4. Atomic updates work well, and snaps run reliably
This is a sort of counterpoint to the last one: when refreshes do finally happen, they tend to happen reliably. This is of course a core tenet of the architecture: once downloaded, the new version of a snap is mounted/linked over an old one in its entirety in an atomic way.
I’m yet to observe a situation where this has not worked as intended. In other words, I’m not aware of any units where the application ended up in a corrupt state because of snapd.
There is an extension to this point, which is that snapd is not even required for applications to run once they’ve been installed. When a snap is installed, snapd creates systemd services that handle things like image mounts and service starts. At that point snapd is generally no longer required for the application to run. So even if snapd itself becomes corrupt, any installed snaps will generally continue to run just fine. (see also discussion here)

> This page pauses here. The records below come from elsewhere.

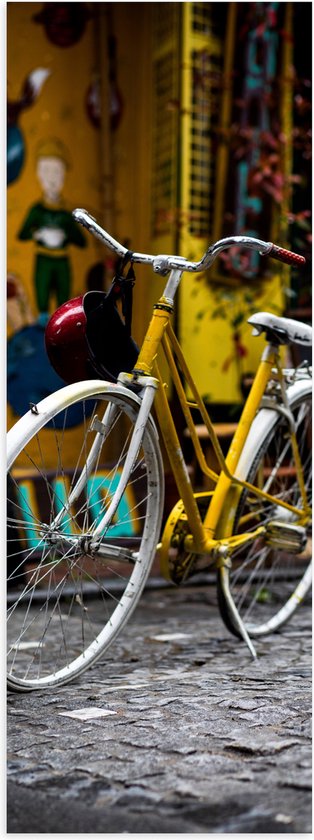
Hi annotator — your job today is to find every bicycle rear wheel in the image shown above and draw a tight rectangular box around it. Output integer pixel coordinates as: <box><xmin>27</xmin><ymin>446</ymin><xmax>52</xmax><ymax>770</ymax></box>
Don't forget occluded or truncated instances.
<box><xmin>7</xmin><ymin>381</ymin><xmax>163</xmax><ymax>691</ymax></box>
<box><xmin>218</xmin><ymin>382</ymin><xmax>312</xmax><ymax>636</ymax></box>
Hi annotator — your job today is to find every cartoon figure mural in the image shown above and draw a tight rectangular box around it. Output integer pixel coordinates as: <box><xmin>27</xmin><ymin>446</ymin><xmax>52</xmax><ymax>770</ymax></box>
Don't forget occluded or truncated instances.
<box><xmin>18</xmin><ymin>138</ymin><xmax>86</xmax><ymax>325</ymax></box>
<box><xmin>7</xmin><ymin>67</ymin><xmax>50</xmax><ymax>186</ymax></box>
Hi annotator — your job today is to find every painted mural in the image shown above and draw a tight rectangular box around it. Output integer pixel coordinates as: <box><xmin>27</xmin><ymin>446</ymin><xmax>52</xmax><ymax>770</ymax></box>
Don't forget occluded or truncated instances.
<box><xmin>7</xmin><ymin>3</ymin><xmax>101</xmax><ymax>425</ymax></box>
<box><xmin>180</xmin><ymin>3</ymin><xmax>308</xmax><ymax>406</ymax></box>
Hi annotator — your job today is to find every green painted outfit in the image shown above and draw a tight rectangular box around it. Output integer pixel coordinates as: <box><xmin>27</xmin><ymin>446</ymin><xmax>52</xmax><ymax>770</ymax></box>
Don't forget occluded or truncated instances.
<box><xmin>18</xmin><ymin>202</ymin><xmax>86</xmax><ymax>313</ymax></box>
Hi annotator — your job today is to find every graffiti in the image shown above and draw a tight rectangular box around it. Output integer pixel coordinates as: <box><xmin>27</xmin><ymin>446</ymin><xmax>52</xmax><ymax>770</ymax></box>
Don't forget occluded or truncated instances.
<box><xmin>232</xmin><ymin>3</ymin><xmax>279</xmax><ymax>278</ymax></box>
<box><xmin>33</xmin><ymin>3</ymin><xmax>91</xmax><ymax>47</ymax></box>
<box><xmin>18</xmin><ymin>138</ymin><xmax>86</xmax><ymax>325</ymax></box>
<box><xmin>7</xmin><ymin>67</ymin><xmax>50</xmax><ymax>185</ymax></box>
<box><xmin>16</xmin><ymin>470</ymin><xmax>136</xmax><ymax>551</ymax></box>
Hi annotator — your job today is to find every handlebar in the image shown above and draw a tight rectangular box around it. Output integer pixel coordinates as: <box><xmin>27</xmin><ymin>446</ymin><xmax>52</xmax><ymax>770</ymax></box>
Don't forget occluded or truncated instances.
<box><xmin>72</xmin><ymin>208</ymin><xmax>306</xmax><ymax>276</ymax></box>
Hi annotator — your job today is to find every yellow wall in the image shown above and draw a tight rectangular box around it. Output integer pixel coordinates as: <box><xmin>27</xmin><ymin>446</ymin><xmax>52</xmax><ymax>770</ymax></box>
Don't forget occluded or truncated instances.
<box><xmin>7</xmin><ymin>3</ymin><xmax>101</xmax><ymax>315</ymax></box>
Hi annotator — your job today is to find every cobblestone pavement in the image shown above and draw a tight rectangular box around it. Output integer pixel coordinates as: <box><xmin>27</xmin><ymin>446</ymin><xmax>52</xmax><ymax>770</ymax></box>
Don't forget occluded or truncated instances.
<box><xmin>7</xmin><ymin>586</ymin><xmax>312</xmax><ymax>834</ymax></box>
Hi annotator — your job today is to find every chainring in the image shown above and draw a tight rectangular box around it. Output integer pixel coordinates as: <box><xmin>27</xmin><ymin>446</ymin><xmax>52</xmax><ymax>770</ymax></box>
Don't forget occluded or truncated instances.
<box><xmin>159</xmin><ymin>491</ymin><xmax>212</xmax><ymax>585</ymax></box>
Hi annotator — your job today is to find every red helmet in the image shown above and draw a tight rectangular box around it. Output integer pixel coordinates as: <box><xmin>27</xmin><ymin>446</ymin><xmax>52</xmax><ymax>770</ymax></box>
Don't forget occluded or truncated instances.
<box><xmin>45</xmin><ymin>292</ymin><xmax>138</xmax><ymax>383</ymax></box>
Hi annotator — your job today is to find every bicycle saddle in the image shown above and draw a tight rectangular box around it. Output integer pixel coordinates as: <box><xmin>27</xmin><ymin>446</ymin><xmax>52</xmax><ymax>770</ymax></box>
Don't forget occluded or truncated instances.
<box><xmin>248</xmin><ymin>312</ymin><xmax>312</xmax><ymax>347</ymax></box>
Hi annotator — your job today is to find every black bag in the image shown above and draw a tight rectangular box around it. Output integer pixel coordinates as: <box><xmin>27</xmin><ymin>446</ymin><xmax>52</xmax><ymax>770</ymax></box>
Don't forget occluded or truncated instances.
<box><xmin>83</xmin><ymin>252</ymin><xmax>139</xmax><ymax>382</ymax></box>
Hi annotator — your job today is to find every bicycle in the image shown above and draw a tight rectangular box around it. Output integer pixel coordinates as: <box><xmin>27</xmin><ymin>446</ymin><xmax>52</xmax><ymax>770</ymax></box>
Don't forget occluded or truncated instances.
<box><xmin>8</xmin><ymin>209</ymin><xmax>312</xmax><ymax>691</ymax></box>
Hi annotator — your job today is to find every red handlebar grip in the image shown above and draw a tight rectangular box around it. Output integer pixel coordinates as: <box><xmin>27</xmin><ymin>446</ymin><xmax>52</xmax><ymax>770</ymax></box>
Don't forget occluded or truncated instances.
<box><xmin>268</xmin><ymin>245</ymin><xmax>306</xmax><ymax>266</ymax></box>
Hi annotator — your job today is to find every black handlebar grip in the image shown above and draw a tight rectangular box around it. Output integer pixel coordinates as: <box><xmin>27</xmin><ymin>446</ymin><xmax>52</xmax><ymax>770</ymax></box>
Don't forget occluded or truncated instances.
<box><xmin>267</xmin><ymin>245</ymin><xmax>306</xmax><ymax>266</ymax></box>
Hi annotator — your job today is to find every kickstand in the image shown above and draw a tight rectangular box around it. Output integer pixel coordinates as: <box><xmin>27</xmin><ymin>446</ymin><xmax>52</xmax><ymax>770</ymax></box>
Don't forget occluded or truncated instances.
<box><xmin>220</xmin><ymin>567</ymin><xmax>257</xmax><ymax>659</ymax></box>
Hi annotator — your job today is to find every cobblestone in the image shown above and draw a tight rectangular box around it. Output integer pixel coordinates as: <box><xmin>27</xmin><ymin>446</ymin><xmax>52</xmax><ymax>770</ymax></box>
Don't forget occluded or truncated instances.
<box><xmin>7</xmin><ymin>586</ymin><xmax>312</xmax><ymax>834</ymax></box>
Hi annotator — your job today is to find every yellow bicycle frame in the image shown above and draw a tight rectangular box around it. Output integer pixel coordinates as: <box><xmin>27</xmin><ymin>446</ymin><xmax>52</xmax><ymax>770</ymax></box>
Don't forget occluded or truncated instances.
<box><xmin>134</xmin><ymin>297</ymin><xmax>307</xmax><ymax>554</ymax></box>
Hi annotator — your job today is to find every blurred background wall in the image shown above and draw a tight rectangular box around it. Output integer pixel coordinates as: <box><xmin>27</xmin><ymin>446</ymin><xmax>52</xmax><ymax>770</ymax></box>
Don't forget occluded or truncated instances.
<box><xmin>7</xmin><ymin>2</ymin><xmax>311</xmax><ymax>424</ymax></box>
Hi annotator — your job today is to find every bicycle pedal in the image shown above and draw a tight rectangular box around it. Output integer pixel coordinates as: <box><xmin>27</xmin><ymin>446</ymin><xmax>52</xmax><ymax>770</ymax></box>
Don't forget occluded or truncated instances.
<box><xmin>265</xmin><ymin>520</ymin><xmax>307</xmax><ymax>554</ymax></box>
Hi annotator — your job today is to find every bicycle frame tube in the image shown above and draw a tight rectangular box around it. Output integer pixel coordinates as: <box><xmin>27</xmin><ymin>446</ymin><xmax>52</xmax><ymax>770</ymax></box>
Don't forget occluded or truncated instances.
<box><xmin>204</xmin><ymin>345</ymin><xmax>278</xmax><ymax>535</ymax></box>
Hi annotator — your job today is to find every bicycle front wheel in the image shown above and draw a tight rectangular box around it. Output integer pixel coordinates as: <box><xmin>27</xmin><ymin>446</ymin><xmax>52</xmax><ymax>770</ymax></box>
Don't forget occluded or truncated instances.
<box><xmin>7</xmin><ymin>381</ymin><xmax>163</xmax><ymax>691</ymax></box>
<box><xmin>218</xmin><ymin>382</ymin><xmax>312</xmax><ymax>636</ymax></box>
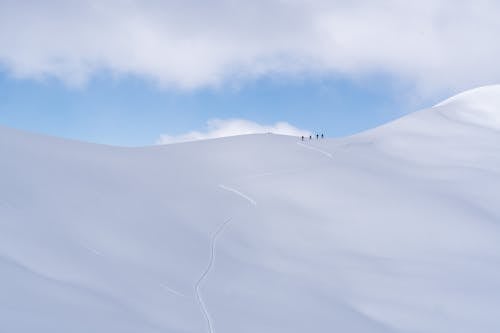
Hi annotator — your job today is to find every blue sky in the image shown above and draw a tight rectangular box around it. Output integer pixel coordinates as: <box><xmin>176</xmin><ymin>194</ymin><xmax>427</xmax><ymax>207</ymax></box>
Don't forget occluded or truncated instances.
<box><xmin>0</xmin><ymin>0</ymin><xmax>500</xmax><ymax>146</ymax></box>
<box><xmin>0</xmin><ymin>73</ymin><xmax>431</xmax><ymax>146</ymax></box>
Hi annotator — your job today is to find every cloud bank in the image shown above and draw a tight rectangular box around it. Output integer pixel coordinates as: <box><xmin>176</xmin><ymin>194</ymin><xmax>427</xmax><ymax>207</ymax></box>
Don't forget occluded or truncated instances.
<box><xmin>0</xmin><ymin>0</ymin><xmax>500</xmax><ymax>90</ymax></box>
<box><xmin>157</xmin><ymin>119</ymin><xmax>310</xmax><ymax>144</ymax></box>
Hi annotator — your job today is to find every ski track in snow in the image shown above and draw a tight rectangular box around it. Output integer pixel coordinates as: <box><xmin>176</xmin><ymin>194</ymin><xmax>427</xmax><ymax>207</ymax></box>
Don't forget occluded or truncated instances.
<box><xmin>219</xmin><ymin>184</ymin><xmax>257</xmax><ymax>206</ymax></box>
<box><xmin>194</xmin><ymin>184</ymin><xmax>257</xmax><ymax>333</ymax></box>
<box><xmin>297</xmin><ymin>142</ymin><xmax>333</xmax><ymax>158</ymax></box>
<box><xmin>194</xmin><ymin>218</ymin><xmax>232</xmax><ymax>333</ymax></box>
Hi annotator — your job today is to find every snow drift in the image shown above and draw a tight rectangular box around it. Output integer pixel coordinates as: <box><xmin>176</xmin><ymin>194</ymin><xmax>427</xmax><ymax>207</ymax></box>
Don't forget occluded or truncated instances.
<box><xmin>0</xmin><ymin>86</ymin><xmax>500</xmax><ymax>333</ymax></box>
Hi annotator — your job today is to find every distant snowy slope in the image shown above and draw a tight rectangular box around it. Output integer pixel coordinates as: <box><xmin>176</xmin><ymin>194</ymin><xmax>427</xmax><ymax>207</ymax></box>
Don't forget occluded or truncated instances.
<box><xmin>0</xmin><ymin>86</ymin><xmax>500</xmax><ymax>333</ymax></box>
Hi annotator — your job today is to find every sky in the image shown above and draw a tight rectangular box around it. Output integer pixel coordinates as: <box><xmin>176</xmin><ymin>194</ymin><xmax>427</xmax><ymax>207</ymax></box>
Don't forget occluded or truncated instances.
<box><xmin>0</xmin><ymin>0</ymin><xmax>500</xmax><ymax>146</ymax></box>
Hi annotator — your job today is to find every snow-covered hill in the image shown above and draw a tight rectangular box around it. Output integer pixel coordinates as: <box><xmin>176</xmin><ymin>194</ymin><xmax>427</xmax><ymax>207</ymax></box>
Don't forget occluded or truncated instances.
<box><xmin>0</xmin><ymin>86</ymin><xmax>500</xmax><ymax>333</ymax></box>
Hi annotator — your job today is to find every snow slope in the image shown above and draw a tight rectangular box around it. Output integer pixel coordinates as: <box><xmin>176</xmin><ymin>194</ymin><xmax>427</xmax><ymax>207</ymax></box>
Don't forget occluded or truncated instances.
<box><xmin>0</xmin><ymin>86</ymin><xmax>500</xmax><ymax>333</ymax></box>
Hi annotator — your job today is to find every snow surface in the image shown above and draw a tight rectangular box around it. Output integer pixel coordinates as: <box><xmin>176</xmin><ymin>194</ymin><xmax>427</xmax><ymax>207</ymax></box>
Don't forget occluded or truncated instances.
<box><xmin>0</xmin><ymin>86</ymin><xmax>500</xmax><ymax>333</ymax></box>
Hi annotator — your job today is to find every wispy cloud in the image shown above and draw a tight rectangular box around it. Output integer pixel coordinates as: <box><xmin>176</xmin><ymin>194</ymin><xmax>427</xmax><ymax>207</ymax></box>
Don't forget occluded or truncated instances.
<box><xmin>157</xmin><ymin>119</ymin><xmax>310</xmax><ymax>144</ymax></box>
<box><xmin>0</xmin><ymin>0</ymin><xmax>500</xmax><ymax>93</ymax></box>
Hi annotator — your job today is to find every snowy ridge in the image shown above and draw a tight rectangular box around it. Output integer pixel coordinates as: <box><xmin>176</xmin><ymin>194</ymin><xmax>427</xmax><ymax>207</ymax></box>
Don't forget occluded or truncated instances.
<box><xmin>0</xmin><ymin>87</ymin><xmax>500</xmax><ymax>333</ymax></box>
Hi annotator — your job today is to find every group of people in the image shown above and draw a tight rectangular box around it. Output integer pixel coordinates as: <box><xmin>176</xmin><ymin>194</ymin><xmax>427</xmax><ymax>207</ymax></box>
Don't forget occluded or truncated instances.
<box><xmin>302</xmin><ymin>133</ymin><xmax>325</xmax><ymax>141</ymax></box>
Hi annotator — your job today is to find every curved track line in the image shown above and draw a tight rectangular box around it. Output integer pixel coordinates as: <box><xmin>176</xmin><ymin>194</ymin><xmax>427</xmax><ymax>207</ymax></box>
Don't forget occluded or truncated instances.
<box><xmin>194</xmin><ymin>218</ymin><xmax>232</xmax><ymax>333</ymax></box>
<box><xmin>219</xmin><ymin>184</ymin><xmax>257</xmax><ymax>206</ymax></box>
<box><xmin>297</xmin><ymin>142</ymin><xmax>333</xmax><ymax>158</ymax></box>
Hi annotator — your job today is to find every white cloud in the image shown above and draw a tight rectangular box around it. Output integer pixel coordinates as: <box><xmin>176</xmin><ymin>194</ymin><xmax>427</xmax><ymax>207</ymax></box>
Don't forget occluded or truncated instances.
<box><xmin>157</xmin><ymin>119</ymin><xmax>310</xmax><ymax>144</ymax></box>
<box><xmin>0</xmin><ymin>0</ymin><xmax>500</xmax><ymax>90</ymax></box>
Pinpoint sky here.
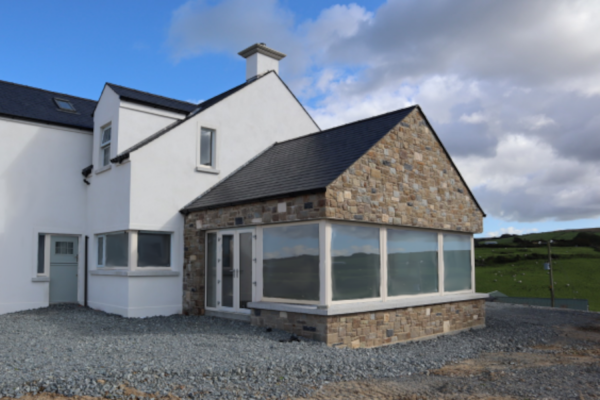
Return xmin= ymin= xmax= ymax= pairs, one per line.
xmin=0 ymin=0 xmax=600 ymax=237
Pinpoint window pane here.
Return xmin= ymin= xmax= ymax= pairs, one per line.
xmin=331 ymin=224 xmax=381 ymax=300
xmin=106 ymin=232 xmax=129 ymax=267
xmin=200 ymin=128 xmax=214 ymax=166
xmin=444 ymin=234 xmax=471 ymax=292
xmin=263 ymin=224 xmax=319 ymax=300
xmin=98 ymin=236 xmax=104 ymax=265
xmin=221 ymin=235 xmax=233 ymax=307
xmin=239 ymin=232 xmax=252 ymax=308
xmin=102 ymin=128 xmax=112 ymax=144
xmin=387 ymin=229 xmax=438 ymax=296
xmin=206 ymin=233 xmax=217 ymax=307
xmin=102 ymin=146 xmax=110 ymax=167
xmin=38 ymin=235 xmax=46 ymax=274
xmin=138 ymin=232 xmax=171 ymax=267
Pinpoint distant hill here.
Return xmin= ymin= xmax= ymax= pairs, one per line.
xmin=475 ymin=228 xmax=600 ymax=247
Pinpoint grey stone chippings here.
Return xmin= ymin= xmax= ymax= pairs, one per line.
xmin=0 ymin=303 xmax=593 ymax=399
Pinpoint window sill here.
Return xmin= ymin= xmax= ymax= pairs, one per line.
xmin=94 ymin=164 xmax=112 ymax=175
xmin=196 ymin=165 xmax=221 ymax=175
xmin=90 ymin=269 xmax=179 ymax=278
xmin=248 ymin=293 xmax=489 ymax=315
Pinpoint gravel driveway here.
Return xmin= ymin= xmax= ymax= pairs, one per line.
xmin=0 ymin=303 xmax=600 ymax=399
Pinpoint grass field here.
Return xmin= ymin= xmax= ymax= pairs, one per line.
xmin=475 ymin=244 xmax=600 ymax=311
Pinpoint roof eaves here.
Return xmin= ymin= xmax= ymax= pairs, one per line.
xmin=179 ymin=187 xmax=327 ymax=215
xmin=416 ymin=105 xmax=487 ymax=217
xmin=0 ymin=113 xmax=94 ymax=132
xmin=179 ymin=143 xmax=277 ymax=213
xmin=110 ymin=73 xmax=269 ymax=163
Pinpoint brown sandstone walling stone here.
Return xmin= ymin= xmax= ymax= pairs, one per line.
xmin=252 ymin=300 xmax=485 ymax=348
xmin=183 ymin=108 xmax=484 ymax=314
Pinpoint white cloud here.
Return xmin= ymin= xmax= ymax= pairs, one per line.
xmin=521 ymin=114 xmax=556 ymax=131
xmin=167 ymin=0 xmax=600 ymax=221
xmin=460 ymin=112 xmax=486 ymax=124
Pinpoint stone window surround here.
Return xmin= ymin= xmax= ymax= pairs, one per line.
xmin=204 ymin=219 xmax=478 ymax=315
xmin=90 ymin=229 xmax=179 ymax=277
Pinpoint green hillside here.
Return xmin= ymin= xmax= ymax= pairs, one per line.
xmin=475 ymin=229 xmax=600 ymax=311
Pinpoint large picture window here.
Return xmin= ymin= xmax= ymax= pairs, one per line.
xmin=444 ymin=234 xmax=472 ymax=292
xmin=97 ymin=232 xmax=129 ymax=267
xmin=387 ymin=229 xmax=439 ymax=296
xmin=263 ymin=224 xmax=320 ymax=301
xmin=138 ymin=232 xmax=171 ymax=267
xmin=331 ymin=224 xmax=381 ymax=301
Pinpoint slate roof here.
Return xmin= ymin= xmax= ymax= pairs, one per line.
xmin=106 ymin=83 xmax=198 ymax=114
xmin=0 ymin=81 xmax=96 ymax=131
xmin=110 ymin=72 xmax=270 ymax=163
xmin=182 ymin=106 xmax=418 ymax=213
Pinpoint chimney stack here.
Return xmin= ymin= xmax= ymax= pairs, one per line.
xmin=238 ymin=43 xmax=285 ymax=80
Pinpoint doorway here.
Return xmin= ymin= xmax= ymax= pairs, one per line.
xmin=206 ymin=229 xmax=256 ymax=314
xmin=50 ymin=235 xmax=79 ymax=304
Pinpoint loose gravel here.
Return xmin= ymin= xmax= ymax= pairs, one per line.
xmin=0 ymin=303 xmax=598 ymax=399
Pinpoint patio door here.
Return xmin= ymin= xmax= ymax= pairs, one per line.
xmin=206 ymin=229 xmax=256 ymax=314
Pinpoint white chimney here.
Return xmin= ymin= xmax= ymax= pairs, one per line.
xmin=238 ymin=43 xmax=285 ymax=80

5. There is a single point of failure that still frequently leads to corruption
Each unit has a /var/lib/snapd/state.json file that stores, well, the snapd state. If this file is somehow corrupted then snapd can no longer start; there is no fallback mechanism in place, and manual recovery is necessary. In fact recovery generally involves re-downloading and reinstalling all snaps from scratch, which can be a pain in a bandwidth-constrained environment.
Also, unfortunately it seems far too easy to corrupt this file - such as through power-off while snapd is writing to it after a refresh. It’s possible that we were very unlucky, but we’ve had it happen to at least a dozen of our units (I previously posted about this here and here - with some useful input from the community). I can’t help but feel that handling such critical metadata in a more robust way would be preferable. In fact, it seems out-of-step with the atomic and failure-proof way in which snap updates themselves are handled.
At least the good news - relating to my previous point - is that even if the state.json file is corrupted, any installed snaps should continue to run fine.
Right, this is about it for now. As I said, I wanted to share this as a way to start a conversation. Are my experiences in line with those of others? Do my take-aways resonate, or are they misguided?
I feel you there. Some supported interfaces have a single sentence describing them and there are many, many interfaces to search through.